If you want to see a history of the VA process in Australia, or a summary of recent legislative reforms to the VA process, follow the links highlighted here.
It is important to understand that both of these financial engineering measures do little more than buy time. They take away the immediate problem (inadequate access to working capital), but don't by themselves solve the underlying problems that caused that shortage in the first place.
Distressed business need to use the "bought time" wisely if they are going to prosper in the longer term. They need to do four simple things: They need to (1) generate sufficient revenues at (2) adequate margins whilst at the same time managing (3) overheads and (4) the capital structure.
Here is a simple tool - the Ninja Business Turnaround Matrix - that might be used to analyse the chances of success. Note that it is (quite obviously we think) designed for the SME scenario. Here projected (After) and actual historical (Before) monthly revenues are compared. The actions that are hoped to give rise to any improvements are listed, along with their chances of success. By using this tool to review the proposed turnaround, the credibility of the exercise can be gauged. What needs to be done? What skill sets and resources need to be acquired in order to implement the proposed actions? What will the business look like after the turnaround? What are the areas of the turnaround that require the most attention (the low probability of success items).
Each "Action Item" listed needs to be explored for its alignment to both the proposed core strategy of the business and the "business model" itself. Challenging issues surrounding market positioning strategies for example (that will underpin revenue forecasts) need to be understood and addressed. These deeper issues will be considered in future posts.
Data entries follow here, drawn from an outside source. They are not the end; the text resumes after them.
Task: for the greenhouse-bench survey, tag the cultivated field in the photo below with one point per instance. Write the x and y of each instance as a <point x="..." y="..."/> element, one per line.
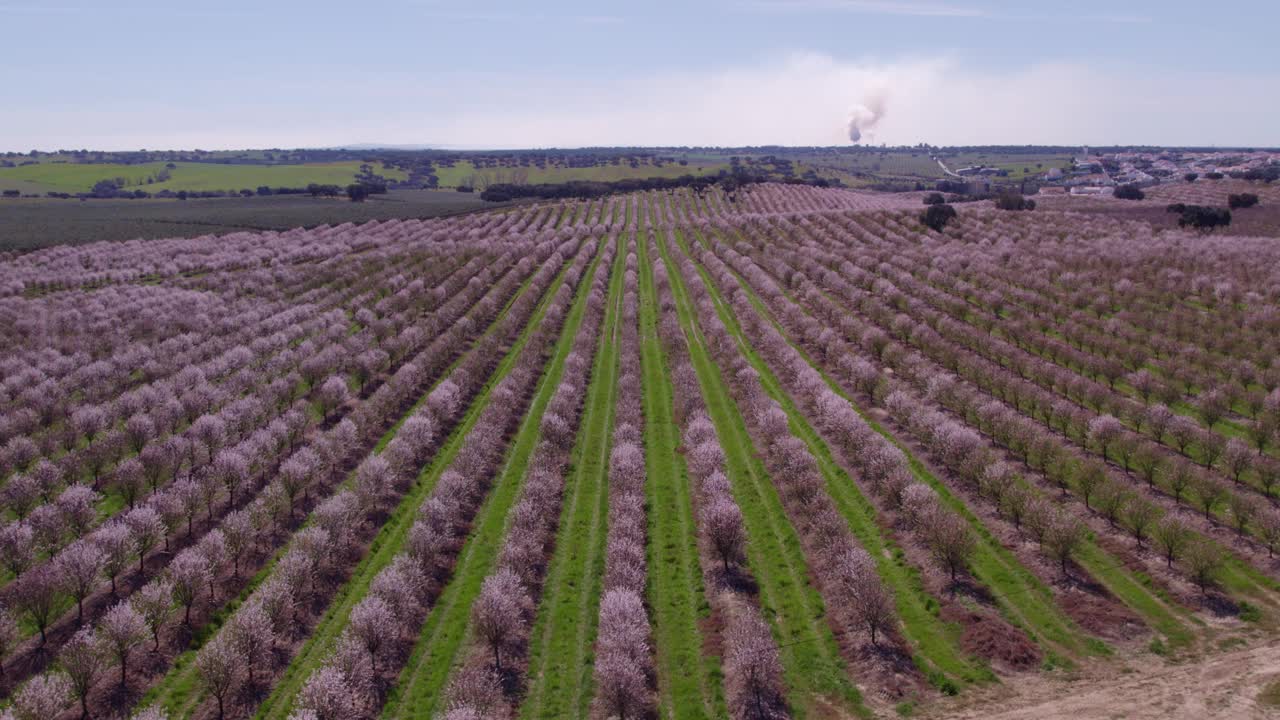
<point x="31" y="223"/>
<point x="80" y="177"/>
<point x="775" y="454"/>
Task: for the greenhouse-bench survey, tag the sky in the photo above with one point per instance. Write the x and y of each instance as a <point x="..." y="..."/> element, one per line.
<point x="128" y="74"/>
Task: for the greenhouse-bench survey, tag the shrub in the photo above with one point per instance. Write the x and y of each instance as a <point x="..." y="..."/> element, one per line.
<point x="938" y="215"/>
<point x="1129" y="192"/>
<point x="1014" y="201"/>
<point x="1203" y="219"/>
<point x="1239" y="200"/>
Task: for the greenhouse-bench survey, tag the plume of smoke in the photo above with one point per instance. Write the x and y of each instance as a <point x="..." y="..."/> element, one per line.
<point x="865" y="115"/>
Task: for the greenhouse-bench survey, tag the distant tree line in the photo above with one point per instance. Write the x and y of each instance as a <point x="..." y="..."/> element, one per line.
<point x="586" y="190"/>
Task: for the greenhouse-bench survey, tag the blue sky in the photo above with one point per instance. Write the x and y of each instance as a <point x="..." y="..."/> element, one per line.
<point x="233" y="73"/>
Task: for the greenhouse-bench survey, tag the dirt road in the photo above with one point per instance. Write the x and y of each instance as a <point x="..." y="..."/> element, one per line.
<point x="1220" y="686"/>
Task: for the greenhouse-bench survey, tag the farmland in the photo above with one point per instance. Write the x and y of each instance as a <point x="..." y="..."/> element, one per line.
<point x="80" y="177"/>
<point x="775" y="452"/>
<point x="30" y="223"/>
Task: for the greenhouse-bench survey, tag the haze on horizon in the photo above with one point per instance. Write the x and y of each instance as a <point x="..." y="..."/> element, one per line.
<point x="571" y="73"/>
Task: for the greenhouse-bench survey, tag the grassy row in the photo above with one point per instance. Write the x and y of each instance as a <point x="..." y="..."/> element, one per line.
<point x="814" y="671"/>
<point x="689" y="680"/>
<point x="178" y="691"/>
<point x="423" y="679"/>
<point x="393" y="533"/>
<point x="1133" y="589"/>
<point x="935" y="642"/>
<point x="1024" y="600"/>
<point x="560" y="661"/>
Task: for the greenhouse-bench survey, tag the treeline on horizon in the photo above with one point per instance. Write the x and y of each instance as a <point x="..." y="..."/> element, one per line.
<point x="586" y="190"/>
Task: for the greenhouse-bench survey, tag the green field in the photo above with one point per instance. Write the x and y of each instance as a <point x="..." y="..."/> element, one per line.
<point x="27" y="224"/>
<point x="465" y="173"/>
<point x="80" y="177"/>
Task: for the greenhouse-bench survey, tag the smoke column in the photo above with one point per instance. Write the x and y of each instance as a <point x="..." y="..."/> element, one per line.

Regardless of the tool or framework used to analyse the turnaround, the questions raised by the matrix need to be resolved before an expensive formal restructuring is considered and before the owners of the business bet more of their personal assets on the future of the business. If you are looking for formal restructuring advice, the Cash Flow Ninjas recommend you consult the directory of the Australian Chapter of the Turnaround Management Association.
As always I look forward to your comments.